The Great Malon
The citizen festival to strengthen trust and coexistence in the neighborhoods of Chile.
Place
Multiples countries
Year
2017 - 2025
Objectives
To combat social mistrust and urban atomization through direct encounters between neighbors in the public space.
To strengthen social capital, creating local support and communication networks that improve the security and resilience of neighborhoods.
To promote active citizen participation, empowering people to take ownership of their streets, plazas, and parks.
To recover the public space as a place of celebration, coexistence, and community life.
Methodology
The Great Malón uses food as a tool for social mediation, based on a distributed citizen activation model:
The Malón Kit: Ciudad Emergente provides a methodological guide (Kit) that delivers the "step-by-step" so that any group of neighbors can organize their own collaborative meal autonomously.
Collaborative Organization: It is based on the premise of "I bring the table, you bring the chair," where the logistics and the food are shared by the participants themselves, eliminating hierarchies.

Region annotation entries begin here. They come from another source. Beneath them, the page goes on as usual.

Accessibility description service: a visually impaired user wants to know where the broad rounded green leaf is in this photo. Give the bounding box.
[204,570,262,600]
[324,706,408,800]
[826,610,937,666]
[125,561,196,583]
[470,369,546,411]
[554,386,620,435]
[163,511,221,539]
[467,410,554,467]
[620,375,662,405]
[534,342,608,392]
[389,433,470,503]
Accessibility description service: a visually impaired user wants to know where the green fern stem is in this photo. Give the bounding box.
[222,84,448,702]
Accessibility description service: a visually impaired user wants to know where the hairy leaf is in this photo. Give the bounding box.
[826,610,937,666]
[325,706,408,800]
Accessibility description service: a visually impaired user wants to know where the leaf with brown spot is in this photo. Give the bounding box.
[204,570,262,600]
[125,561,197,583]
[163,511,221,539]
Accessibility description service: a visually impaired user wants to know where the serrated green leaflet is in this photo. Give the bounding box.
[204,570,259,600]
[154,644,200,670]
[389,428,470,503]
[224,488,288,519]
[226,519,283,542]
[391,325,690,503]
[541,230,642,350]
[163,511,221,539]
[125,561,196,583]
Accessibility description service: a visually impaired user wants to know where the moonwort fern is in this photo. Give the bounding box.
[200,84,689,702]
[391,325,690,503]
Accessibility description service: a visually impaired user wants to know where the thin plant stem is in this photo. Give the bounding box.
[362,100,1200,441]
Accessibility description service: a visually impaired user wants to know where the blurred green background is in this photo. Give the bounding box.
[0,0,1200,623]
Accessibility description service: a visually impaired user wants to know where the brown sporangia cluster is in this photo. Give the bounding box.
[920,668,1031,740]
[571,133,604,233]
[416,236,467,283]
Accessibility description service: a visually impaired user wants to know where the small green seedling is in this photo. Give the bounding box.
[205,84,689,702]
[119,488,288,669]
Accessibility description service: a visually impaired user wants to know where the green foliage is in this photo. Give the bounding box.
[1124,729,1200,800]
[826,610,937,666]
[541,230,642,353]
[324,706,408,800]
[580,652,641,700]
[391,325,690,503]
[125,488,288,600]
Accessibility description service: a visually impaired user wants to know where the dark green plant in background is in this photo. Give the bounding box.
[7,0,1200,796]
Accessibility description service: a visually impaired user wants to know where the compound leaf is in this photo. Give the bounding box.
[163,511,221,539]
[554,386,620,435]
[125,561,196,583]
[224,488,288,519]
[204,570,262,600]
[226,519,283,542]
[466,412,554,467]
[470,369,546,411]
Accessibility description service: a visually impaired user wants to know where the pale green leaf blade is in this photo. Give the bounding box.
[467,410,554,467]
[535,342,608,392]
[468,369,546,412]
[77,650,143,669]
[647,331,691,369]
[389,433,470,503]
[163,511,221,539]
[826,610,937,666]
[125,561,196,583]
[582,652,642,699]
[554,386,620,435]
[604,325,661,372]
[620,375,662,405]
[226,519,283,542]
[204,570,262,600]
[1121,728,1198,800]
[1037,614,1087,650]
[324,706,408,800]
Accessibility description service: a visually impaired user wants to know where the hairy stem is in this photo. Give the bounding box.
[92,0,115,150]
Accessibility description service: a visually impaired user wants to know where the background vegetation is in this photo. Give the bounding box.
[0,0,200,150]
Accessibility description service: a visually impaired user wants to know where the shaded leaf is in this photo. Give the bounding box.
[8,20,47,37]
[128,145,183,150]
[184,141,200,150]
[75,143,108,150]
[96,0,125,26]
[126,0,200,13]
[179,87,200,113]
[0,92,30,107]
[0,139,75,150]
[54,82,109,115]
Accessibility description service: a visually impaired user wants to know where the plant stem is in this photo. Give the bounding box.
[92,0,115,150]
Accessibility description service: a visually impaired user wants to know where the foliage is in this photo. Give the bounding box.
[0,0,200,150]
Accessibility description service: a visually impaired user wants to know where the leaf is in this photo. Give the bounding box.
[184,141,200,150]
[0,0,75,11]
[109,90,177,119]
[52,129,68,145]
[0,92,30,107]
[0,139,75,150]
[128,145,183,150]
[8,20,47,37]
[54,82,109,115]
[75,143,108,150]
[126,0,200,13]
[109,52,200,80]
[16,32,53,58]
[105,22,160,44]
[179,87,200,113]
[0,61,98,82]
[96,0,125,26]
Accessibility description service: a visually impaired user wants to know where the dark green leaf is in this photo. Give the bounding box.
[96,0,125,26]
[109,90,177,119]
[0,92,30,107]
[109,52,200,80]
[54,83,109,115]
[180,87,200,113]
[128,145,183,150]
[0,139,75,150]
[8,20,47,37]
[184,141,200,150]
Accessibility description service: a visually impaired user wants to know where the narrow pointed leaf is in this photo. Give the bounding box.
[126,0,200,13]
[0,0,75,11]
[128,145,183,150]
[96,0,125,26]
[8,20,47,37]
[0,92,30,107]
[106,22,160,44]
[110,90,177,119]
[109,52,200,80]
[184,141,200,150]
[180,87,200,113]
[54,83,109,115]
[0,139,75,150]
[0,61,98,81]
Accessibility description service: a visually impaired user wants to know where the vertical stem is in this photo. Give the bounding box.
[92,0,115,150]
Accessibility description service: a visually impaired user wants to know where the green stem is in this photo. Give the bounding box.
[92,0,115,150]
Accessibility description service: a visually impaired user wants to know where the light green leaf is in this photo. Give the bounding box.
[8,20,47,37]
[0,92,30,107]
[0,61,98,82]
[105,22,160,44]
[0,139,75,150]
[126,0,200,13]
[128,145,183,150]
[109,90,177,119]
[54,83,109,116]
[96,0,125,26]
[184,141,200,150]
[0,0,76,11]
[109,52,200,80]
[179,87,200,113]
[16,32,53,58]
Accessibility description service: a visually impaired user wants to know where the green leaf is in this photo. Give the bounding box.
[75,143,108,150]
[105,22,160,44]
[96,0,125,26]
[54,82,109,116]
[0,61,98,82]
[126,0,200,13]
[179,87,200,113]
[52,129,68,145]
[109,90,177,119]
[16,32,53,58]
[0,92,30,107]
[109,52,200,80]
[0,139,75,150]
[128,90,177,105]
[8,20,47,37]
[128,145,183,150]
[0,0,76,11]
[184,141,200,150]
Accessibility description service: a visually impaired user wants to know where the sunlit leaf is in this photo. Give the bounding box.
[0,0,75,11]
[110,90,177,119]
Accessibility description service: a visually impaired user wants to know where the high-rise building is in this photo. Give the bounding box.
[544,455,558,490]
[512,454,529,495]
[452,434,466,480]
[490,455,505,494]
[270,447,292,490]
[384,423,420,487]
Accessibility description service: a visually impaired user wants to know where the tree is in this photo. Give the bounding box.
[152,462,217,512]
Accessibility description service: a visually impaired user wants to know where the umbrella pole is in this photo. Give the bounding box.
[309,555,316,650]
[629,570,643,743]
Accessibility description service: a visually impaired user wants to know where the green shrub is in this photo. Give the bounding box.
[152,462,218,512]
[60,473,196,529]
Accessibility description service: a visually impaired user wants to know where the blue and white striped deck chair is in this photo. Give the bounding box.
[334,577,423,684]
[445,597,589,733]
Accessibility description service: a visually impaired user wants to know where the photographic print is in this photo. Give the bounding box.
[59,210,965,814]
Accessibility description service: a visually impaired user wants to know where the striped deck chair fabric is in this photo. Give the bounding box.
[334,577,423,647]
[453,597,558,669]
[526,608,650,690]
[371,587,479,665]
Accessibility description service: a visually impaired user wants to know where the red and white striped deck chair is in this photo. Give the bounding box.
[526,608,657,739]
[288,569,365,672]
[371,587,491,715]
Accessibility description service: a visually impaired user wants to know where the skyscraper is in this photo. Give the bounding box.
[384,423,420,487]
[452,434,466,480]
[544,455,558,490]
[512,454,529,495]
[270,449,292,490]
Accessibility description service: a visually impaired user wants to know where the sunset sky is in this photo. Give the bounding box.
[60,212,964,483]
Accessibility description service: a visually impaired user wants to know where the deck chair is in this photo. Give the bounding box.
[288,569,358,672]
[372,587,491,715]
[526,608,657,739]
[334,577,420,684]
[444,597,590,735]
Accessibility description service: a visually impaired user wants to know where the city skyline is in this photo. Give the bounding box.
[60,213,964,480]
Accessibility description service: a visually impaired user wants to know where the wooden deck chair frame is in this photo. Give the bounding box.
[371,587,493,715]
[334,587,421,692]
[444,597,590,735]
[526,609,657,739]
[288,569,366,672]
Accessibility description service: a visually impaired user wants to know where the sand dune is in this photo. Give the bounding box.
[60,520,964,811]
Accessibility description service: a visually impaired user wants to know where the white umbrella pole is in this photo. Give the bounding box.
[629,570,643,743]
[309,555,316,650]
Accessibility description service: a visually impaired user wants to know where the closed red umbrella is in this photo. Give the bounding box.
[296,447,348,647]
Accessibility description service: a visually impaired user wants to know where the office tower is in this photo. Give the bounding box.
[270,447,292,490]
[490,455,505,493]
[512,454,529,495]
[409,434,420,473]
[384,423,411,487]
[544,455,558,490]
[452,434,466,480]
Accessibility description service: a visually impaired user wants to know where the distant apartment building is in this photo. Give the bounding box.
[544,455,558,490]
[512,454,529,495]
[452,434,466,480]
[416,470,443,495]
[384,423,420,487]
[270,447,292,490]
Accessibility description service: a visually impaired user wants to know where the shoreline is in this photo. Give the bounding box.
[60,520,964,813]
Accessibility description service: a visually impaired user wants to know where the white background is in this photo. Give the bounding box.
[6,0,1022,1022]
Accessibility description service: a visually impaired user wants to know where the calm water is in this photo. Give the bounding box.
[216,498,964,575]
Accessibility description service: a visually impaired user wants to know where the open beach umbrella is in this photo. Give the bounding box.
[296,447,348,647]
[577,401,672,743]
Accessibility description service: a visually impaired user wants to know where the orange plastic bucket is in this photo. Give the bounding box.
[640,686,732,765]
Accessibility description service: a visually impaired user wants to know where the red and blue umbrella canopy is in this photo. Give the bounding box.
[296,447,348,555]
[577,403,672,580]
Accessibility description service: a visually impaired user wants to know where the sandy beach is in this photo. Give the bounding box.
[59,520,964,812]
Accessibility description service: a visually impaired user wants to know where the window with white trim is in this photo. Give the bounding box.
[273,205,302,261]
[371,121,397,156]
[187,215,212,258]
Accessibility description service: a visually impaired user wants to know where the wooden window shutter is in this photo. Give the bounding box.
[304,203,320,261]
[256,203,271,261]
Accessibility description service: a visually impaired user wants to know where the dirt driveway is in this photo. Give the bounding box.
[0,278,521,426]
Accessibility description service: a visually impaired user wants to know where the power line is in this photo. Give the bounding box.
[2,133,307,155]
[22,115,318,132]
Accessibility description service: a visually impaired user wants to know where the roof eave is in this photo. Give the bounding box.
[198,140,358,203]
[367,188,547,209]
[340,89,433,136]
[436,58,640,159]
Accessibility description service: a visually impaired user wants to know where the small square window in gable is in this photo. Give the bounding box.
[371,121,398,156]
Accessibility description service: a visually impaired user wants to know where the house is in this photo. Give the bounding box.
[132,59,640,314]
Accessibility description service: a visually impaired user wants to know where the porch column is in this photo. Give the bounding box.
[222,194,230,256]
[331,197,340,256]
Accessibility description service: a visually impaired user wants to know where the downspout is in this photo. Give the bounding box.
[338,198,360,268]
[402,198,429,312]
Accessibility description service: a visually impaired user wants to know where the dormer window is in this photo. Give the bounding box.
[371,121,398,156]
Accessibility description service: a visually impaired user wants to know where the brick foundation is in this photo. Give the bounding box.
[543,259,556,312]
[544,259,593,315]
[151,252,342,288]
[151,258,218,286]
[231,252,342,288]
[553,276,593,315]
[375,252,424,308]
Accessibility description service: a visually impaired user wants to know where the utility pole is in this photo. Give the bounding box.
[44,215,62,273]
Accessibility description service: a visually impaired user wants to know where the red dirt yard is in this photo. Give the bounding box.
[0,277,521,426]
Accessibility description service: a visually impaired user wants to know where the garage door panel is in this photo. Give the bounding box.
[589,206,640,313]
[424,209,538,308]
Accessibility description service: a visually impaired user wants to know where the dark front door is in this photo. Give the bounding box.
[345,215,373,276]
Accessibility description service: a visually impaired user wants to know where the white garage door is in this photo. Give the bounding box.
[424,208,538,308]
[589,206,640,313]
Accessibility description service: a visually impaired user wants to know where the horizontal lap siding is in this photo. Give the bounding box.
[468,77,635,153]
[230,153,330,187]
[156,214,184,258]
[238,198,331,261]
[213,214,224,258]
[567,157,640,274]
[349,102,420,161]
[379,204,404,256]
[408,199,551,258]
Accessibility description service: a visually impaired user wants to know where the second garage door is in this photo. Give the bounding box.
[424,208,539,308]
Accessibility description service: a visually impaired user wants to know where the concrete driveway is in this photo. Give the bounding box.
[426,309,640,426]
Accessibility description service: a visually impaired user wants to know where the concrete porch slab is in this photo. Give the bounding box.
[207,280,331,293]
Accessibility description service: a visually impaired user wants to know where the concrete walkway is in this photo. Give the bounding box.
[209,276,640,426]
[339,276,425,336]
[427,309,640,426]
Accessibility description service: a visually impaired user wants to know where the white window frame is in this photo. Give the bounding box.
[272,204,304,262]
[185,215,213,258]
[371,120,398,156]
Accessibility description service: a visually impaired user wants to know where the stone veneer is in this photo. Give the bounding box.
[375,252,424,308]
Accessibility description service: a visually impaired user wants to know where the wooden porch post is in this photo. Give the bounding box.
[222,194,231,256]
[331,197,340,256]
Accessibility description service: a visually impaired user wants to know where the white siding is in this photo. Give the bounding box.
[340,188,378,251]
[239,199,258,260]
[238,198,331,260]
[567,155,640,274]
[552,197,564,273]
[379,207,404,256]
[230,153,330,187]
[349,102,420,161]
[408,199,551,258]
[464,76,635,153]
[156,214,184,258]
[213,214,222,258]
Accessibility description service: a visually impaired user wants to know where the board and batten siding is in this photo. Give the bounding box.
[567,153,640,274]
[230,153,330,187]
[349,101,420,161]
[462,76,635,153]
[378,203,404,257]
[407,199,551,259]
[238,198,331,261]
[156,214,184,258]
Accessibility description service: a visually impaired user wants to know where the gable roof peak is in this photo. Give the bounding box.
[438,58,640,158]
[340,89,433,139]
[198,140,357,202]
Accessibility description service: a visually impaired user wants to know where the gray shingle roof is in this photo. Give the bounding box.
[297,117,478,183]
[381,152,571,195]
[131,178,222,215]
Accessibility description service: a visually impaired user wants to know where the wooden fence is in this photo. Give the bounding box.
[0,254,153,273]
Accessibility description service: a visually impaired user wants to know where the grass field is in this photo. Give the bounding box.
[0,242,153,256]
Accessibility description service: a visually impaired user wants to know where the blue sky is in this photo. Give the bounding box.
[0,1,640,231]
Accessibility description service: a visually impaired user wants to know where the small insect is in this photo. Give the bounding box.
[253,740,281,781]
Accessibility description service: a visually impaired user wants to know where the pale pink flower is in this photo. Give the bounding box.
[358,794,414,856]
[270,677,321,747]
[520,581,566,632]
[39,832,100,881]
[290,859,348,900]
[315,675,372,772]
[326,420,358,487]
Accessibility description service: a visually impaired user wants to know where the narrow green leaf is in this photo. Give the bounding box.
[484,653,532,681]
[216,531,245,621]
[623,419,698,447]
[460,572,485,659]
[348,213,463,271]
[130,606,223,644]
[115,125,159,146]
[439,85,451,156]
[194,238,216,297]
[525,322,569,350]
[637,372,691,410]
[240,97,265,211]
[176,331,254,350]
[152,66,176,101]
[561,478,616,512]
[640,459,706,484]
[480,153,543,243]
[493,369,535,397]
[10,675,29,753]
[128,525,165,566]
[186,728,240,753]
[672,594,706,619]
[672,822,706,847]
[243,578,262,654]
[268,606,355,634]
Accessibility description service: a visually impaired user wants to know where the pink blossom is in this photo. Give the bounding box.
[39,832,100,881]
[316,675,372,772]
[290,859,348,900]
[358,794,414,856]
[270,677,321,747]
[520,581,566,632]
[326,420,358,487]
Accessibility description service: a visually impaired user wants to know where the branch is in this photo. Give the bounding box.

Urban Malon Tactic: A short-term intervention that temporarily transforms the street into a collective dining room, allowing to test new ways of inhabiting the daily environment.
National Scaling: The coordination of multiple simultaneous malones in different regions to generate a country impact and make visible the strength of community organization.
Clients / Partners
Driven by: Ciudad Emergente.
Historical Alliances: Regional Governments, Municipalities throughout Chile, neighborhood organizations, foundations, and companies committed to social development and sustainability.
Results & Impact
Reduction of Insecurity: The evidence collected indicates that the social cohesion generated by activities such as the malones can reduce the perception of insecurity and criminality in neighborhoods by up to 23%.
Massive Movement: Thousands of people have participated in national versions of the Great Malón, activating hundreds of streets from Arica to Punta Arenas.
Neighbor Trust: The project manages to get neighbors who previously did not greet each other to generate bonds of trust, facilitating community organization for future local challenges.
Replicability: The model has been adapted and replicated in different cultural contexts, demonstrating that the need for encounter is universal.
Conclusions
The Great Malon demonstrates that the most powerful tool to transform the city is, simply, a shared table. Through this tactic, Ciudad Emergente has managed to demonstrate that security and well-being do not only depend on cameras or alarms, but on how strong the social fabric of a neighborhood is. By leaving home and meeting the neighbor, the street stops being a place of passage or fear to become a place of belonging. A country that eats together is a country that is more resilient, secure, and happy.